Essa carta escrevi para mim mesma em junho de 2009. Eu estava prestes a terminar uma etapa em minha vida e ser diagnosticada com depressão e fibromialgia. As palavras ainda me tocam; ainda há muito a ser mudado na minha vida.
Foto: Umbrella Shot
Querida Doralice
Essa carta eu escrevo para você, para
o primeiro lado de mim com o qual eu luto tanto. Escrevo para te
lembrar da leveza e da vontade de viver que eu tenho guardadas
comigo; um sutil detalhe do entardecer, um sorriso de um amigo, a
frescura de uma cerveja na segunda-feira à noite, a sempre presente
possibilidade de mudar os planos. Te escrevo para te lembrar de como
você gosta de coisas pequenas, pequenos detalhes gastronômicos,
pequenas demonstrações de afeto, pequenos papéis espalhados pelo
quarto, pequenos lembretes na agenda, pequenas idéias inacabadas.
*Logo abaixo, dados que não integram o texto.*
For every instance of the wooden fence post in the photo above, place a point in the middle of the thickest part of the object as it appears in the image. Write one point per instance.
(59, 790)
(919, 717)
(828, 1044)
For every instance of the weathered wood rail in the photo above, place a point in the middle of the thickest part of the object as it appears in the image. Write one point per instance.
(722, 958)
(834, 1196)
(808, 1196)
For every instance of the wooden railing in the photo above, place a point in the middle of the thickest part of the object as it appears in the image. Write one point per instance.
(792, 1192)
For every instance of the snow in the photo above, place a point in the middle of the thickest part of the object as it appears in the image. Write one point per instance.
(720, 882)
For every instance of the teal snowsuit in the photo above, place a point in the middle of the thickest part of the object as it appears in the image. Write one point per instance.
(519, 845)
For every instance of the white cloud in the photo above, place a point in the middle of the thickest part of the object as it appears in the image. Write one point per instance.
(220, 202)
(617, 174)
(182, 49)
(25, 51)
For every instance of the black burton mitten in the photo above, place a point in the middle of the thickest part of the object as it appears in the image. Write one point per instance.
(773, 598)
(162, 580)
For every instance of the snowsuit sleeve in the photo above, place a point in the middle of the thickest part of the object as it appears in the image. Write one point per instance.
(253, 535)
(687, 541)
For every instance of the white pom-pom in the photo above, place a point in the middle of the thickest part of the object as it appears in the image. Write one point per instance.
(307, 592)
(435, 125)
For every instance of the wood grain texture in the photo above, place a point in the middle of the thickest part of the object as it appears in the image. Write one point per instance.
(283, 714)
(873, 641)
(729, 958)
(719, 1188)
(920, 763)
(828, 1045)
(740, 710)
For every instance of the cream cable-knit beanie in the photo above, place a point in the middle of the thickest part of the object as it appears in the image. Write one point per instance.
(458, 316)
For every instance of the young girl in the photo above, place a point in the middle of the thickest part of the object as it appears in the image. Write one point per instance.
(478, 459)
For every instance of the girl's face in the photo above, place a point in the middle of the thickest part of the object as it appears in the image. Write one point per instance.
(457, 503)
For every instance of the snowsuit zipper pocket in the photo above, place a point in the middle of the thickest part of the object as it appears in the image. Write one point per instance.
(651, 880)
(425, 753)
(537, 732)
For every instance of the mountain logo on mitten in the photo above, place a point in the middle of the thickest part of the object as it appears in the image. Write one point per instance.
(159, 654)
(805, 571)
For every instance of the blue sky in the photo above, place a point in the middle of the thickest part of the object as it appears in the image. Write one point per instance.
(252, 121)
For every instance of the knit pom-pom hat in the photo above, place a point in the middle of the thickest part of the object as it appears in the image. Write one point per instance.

Te
escrevo para te dizer que eu sou a parte de você que tem ânsia de
terminar o começado, de ver as coisas concluídas, de fazer tudo
bem-feito e trabalhar sempre com um certa ideia de medida. Eu sou o
seu lado tranquilo, que consegue sorrir ao receber um bolo, que busca
entender o outro lado, que busca a paz e a harmonia, que quer a
felicidade e a leveza. Eu sou a parte de ti que acredita na vida, que
gosta de cantar, dançar e cozinhar, que quer escrever um livro, que
quer entender a diferença genérica entre conto e micro-conto, que
sente saudades, mas quer finalizar os processos. Eu sou a parte de ti
que fica brava quando você não se levanta ao soar o despertador,
que fica mal humorada quando você acorda tarde, perdendo assim a
metade do dia. Eu sou a parte de você que é contraditória, que
quer a perfeição, o melhor, o melhor. Eu te machuco, eu sei. Essa
ânsia não apenas de terminar, mas terminar bem, dentro de padrões
elevados de qualidade te destroem, eu acho. Porque você prefere não
fazer a fazer mal-feito. Eu tenho que mudar para você querer acordar
de manhã, eu tenho que aceitar que as coisas ficam assim, dentro da
possibilidade, que não serão perfeitas. Mas eu realmente gostaria
de te pedir que não parasse no meio mais uma vez. Eu sei da sua
vontade de pegar um avião e voltar para casa, cavar uma fossa e
se afundar lá dentro. Eu sei que você queria conseguir um emprego
qualquer para poder viver sem ter que pensar, sem ter que tentar
fazer o melhor. Eu sei que você não liga de ficar na fila do meio,
no meio do muro, usar a metade da folha. Eu queria ver o fim do
livro, o fim do caderno, ler a conclusão do texto. Eu queria fazer
as coisas, levantar, viver. E você fica buscando se matar pouco a
pouco. Eu queria que você parasse com esse hábito de te causar
pequenas mortes. Eu queria que você me deixasse viver, me libertasse
desse medo do futuro. Eu odeio quando você paralisa. Fica horas e
horas fazendo nada, absolutamente nada de especial, nada de útil,
nada. Preferiria que você estivesse a tomar uma cerveja ou passeando
ou viajando, mas não, você fica dentro do quarto, de janela e porta
fechadas maquinando a sua próxima morte. Eu queria que você parasse
com isso, por favor. Eu queria saber porque na nossa disputa você
tem vencido ultimamente. Ultimamente é tão amplo, eu estou falando
de meses. Eu queria saber como faço para te vencer, eu quero viver,
eu quero terminar as coisas que começam, eu quero parar de me matar
cada semana. Eu quero me permitir pequenos sorrisos e pequenas
felicidades. Eu queria que você gostasse mais de mim, acho que é
isso. Porque o fato de você me boicotar tanto deve ser porque você
não gosta de mim. Por que você não gosta de mim? O que eu fiz para
você me tratar tão mal? Eu fico tentando fazer as coisas direitinho
e você fica me impedindo de viver. Por quê? Ah... se você me
deixasse eu ia viver tranquilamente, ah, você podia me aceitar como
eu sou, parar de me julgar tanto. Por que você me maltrata assim?
Ei, levante daí e me responda? Hoje eu vou ganhar, você vai ver.